ISO8601 date format string

protected string ISO8601_FORMAT = 'Y-m-d\\TH:i:s\\Z'

Properties

$serviceLocator

Service locator

protected static ServiceLocatorInterface $serviceLocator

Methods

arrayToSolrXml()

Convert an associative array of fields into a Solr document.

public static arrayToSolrXml(array<string|int, mixed> $fields) : string
Parameters
$fields : array<string|int, mixed>

Field data

Return values
string

explode()

Proxy the explode PHP function for use in XSL transformation.

public static explode(string $delimiter, string $string) : DOMDocument
Parameters
$delimiter : string

Delimiter for splitting $string

$string : string

String to split

Return values
DOMDocument

extractBestDateOrRange()

Try to find the best single year or date range in a set of DOM elements.
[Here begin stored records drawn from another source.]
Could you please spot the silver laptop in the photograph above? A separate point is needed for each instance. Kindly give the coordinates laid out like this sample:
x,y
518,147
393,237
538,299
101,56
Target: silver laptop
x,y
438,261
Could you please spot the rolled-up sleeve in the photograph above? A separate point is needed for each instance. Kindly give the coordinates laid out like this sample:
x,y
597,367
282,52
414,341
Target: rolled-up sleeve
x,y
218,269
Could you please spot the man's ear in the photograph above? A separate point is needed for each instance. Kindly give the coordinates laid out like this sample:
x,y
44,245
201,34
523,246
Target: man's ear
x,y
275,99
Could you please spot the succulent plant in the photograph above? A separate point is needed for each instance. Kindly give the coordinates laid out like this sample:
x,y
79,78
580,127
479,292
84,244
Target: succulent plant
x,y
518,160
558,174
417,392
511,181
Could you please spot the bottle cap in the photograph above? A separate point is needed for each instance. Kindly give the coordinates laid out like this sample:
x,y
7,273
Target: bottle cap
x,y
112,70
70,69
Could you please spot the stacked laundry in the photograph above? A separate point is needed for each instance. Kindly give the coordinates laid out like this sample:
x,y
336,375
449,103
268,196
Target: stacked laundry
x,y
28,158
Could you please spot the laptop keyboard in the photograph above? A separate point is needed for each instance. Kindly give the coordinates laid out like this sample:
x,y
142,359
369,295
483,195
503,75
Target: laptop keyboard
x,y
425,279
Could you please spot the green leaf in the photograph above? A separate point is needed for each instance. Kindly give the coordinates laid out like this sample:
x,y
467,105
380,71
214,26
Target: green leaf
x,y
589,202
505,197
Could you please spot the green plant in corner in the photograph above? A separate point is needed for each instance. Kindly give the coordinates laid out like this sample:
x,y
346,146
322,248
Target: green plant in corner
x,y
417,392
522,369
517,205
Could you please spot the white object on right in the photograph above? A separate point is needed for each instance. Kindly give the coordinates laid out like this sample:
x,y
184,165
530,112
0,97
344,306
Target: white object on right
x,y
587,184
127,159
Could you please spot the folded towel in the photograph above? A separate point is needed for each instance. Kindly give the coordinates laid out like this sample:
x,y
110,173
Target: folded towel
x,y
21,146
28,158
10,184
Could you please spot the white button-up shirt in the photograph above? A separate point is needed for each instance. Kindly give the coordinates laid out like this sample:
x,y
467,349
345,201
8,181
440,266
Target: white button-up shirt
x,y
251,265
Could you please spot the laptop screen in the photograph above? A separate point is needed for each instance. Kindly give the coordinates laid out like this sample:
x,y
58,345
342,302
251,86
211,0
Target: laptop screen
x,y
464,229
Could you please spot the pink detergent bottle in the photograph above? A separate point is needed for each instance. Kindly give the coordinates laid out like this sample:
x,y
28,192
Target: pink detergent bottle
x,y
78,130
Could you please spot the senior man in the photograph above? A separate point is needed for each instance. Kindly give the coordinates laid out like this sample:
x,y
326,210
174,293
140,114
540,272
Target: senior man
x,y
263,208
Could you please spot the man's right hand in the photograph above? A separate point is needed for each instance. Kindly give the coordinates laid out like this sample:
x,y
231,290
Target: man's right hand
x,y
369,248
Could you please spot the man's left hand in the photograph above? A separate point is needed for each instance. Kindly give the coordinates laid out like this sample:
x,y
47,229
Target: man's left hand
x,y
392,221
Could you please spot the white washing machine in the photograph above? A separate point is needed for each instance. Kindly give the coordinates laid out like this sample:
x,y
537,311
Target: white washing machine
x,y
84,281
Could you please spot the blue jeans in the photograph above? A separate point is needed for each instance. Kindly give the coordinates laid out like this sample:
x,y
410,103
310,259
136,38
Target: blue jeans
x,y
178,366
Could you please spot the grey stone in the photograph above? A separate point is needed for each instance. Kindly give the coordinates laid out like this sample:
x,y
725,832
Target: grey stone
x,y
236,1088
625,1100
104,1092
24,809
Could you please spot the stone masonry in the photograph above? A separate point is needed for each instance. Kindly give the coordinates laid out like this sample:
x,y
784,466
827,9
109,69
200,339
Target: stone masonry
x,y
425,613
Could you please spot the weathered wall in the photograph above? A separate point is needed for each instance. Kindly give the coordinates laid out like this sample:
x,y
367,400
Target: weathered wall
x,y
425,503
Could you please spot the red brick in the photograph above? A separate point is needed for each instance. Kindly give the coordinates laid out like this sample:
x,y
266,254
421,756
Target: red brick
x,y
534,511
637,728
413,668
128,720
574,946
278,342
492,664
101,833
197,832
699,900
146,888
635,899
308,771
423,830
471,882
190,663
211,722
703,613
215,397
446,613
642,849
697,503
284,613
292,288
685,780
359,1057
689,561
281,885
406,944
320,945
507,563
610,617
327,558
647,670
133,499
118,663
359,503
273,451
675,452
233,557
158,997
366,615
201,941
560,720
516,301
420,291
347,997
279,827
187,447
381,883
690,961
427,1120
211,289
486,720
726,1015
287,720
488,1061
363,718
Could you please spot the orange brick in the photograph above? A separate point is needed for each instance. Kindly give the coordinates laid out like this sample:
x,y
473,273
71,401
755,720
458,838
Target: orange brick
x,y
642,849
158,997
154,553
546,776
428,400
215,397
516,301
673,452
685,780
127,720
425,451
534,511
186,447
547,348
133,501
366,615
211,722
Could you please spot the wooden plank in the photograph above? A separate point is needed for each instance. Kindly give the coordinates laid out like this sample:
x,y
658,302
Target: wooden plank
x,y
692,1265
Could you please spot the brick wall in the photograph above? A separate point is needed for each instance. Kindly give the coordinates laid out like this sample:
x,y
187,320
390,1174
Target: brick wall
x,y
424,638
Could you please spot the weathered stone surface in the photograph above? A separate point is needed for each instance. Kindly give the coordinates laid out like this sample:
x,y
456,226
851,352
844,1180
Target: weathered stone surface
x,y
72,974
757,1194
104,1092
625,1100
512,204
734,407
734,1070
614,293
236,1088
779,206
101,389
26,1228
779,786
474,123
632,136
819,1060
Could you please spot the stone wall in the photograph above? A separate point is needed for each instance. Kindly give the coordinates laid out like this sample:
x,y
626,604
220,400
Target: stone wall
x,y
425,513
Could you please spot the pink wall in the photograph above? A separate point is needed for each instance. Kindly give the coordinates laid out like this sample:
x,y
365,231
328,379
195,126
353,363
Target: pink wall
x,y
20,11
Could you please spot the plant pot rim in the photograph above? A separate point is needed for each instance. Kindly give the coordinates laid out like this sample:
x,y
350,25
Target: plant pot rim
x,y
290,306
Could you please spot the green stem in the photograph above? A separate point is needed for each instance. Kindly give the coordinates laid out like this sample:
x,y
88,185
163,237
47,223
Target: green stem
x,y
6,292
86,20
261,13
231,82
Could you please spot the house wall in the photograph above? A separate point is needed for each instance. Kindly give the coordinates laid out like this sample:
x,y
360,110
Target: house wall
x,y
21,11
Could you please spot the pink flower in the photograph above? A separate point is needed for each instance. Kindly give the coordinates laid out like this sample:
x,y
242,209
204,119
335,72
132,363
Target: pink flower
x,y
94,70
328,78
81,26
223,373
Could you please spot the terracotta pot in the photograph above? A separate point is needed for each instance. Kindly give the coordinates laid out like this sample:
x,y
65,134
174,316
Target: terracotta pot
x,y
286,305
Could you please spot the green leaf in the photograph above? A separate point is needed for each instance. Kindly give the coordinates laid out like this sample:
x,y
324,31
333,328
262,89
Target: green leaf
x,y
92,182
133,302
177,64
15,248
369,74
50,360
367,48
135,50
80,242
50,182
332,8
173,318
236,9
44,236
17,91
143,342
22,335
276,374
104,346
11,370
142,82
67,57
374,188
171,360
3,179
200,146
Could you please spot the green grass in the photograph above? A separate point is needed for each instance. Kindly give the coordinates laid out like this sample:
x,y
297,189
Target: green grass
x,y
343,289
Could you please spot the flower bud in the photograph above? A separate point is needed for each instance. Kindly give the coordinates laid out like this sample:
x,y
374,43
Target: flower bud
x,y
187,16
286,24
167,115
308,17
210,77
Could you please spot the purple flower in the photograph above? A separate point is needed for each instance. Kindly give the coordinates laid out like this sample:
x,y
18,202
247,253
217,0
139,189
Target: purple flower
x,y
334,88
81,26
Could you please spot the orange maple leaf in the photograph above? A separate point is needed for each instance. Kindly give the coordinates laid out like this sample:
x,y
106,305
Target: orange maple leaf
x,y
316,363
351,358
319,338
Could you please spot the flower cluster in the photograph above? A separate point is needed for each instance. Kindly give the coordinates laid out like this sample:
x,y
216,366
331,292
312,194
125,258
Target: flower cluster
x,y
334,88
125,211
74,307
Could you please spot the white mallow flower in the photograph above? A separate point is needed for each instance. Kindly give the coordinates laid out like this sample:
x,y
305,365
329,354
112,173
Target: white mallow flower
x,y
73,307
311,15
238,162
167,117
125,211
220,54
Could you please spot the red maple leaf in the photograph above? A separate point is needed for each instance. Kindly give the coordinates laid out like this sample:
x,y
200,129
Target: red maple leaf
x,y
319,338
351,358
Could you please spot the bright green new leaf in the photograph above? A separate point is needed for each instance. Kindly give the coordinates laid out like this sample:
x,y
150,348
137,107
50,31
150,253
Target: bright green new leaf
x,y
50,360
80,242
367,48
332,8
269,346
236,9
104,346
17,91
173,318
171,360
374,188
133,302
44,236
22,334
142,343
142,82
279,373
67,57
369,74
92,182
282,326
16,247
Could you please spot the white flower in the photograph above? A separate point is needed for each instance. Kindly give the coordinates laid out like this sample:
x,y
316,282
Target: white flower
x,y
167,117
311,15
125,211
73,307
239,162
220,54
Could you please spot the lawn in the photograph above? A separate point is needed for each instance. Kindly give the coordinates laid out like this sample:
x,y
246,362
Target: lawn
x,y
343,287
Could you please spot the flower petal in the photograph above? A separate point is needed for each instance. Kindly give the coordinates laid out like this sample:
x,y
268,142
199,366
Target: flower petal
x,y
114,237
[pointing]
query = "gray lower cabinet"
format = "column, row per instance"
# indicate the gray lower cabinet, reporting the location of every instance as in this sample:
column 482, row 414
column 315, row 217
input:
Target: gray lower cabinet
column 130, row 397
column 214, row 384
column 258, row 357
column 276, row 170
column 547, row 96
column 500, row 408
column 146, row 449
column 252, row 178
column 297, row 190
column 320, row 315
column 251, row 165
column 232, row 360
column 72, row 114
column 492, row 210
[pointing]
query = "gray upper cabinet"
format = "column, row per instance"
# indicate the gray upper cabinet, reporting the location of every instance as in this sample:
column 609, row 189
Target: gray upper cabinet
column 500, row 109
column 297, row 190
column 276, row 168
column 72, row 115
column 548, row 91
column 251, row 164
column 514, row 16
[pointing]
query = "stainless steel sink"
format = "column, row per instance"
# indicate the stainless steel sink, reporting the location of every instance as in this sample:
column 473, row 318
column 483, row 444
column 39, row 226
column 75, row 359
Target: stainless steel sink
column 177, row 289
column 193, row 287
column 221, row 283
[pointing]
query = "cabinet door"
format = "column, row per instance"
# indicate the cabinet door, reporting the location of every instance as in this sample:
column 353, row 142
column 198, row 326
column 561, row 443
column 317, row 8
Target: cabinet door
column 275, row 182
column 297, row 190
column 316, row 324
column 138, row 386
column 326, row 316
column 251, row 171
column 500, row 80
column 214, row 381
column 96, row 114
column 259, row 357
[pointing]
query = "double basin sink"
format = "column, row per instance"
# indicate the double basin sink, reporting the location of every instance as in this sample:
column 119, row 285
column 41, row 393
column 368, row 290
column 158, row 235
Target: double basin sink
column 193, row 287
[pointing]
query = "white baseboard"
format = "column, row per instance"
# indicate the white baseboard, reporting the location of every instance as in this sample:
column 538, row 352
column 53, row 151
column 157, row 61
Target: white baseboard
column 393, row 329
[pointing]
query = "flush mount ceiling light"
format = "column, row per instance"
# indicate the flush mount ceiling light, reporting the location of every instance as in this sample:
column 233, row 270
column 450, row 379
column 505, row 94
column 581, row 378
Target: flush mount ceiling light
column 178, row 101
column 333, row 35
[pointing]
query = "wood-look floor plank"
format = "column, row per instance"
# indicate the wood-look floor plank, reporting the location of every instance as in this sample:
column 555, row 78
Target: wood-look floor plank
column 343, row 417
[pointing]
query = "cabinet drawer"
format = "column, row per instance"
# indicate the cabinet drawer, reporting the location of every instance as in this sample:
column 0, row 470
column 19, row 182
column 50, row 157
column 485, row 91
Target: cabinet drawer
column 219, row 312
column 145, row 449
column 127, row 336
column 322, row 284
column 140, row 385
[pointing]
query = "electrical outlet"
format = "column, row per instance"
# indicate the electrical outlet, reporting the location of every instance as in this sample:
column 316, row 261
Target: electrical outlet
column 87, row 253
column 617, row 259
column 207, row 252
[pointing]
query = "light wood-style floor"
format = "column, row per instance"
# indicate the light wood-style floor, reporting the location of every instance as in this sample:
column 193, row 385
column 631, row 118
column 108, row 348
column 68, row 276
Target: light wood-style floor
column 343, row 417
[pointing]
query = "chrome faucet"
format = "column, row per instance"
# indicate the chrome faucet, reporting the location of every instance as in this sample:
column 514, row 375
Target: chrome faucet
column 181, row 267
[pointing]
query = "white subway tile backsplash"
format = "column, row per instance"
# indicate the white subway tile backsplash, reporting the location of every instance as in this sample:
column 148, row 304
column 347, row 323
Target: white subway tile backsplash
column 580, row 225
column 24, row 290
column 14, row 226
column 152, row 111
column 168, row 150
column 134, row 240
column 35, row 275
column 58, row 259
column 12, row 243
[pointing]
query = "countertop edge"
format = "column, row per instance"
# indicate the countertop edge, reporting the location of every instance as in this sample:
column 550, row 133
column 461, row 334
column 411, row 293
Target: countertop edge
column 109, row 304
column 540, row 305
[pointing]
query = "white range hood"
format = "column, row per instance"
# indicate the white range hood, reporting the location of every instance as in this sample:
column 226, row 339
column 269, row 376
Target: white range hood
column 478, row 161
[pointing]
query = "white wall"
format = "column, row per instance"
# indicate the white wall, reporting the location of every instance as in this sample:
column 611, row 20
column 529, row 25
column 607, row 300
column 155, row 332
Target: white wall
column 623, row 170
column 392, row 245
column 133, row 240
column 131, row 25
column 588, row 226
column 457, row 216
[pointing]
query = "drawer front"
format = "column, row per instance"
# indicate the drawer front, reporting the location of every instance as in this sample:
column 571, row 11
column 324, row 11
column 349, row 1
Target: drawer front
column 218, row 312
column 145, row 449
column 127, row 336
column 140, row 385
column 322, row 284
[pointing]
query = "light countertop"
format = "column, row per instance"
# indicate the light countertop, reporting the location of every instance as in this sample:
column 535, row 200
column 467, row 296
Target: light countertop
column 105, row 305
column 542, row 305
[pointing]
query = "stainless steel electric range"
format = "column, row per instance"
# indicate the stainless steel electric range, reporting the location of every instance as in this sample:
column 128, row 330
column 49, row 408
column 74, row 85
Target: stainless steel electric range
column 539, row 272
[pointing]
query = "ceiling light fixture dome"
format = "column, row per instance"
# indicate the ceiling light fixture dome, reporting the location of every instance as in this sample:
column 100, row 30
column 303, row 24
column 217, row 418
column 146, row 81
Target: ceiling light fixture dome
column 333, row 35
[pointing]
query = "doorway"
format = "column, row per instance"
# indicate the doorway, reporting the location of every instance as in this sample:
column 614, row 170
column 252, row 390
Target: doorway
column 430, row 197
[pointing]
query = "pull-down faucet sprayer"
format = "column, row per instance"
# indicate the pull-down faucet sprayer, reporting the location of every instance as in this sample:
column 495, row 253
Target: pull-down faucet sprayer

public static extractBestDateOrRange(array<string|int, mixed> $input) : string

Best is defined as the first value to consist of only YYYY or YYYY-ZZZZ, with no other text. If no "best" match is found, the first value is used.

Parameters
$input : array<string|int, mixed>

DOM elements to search.

Return values
string

extractEarliestYear()

Try to find a four-digit year in a set of DOM elements.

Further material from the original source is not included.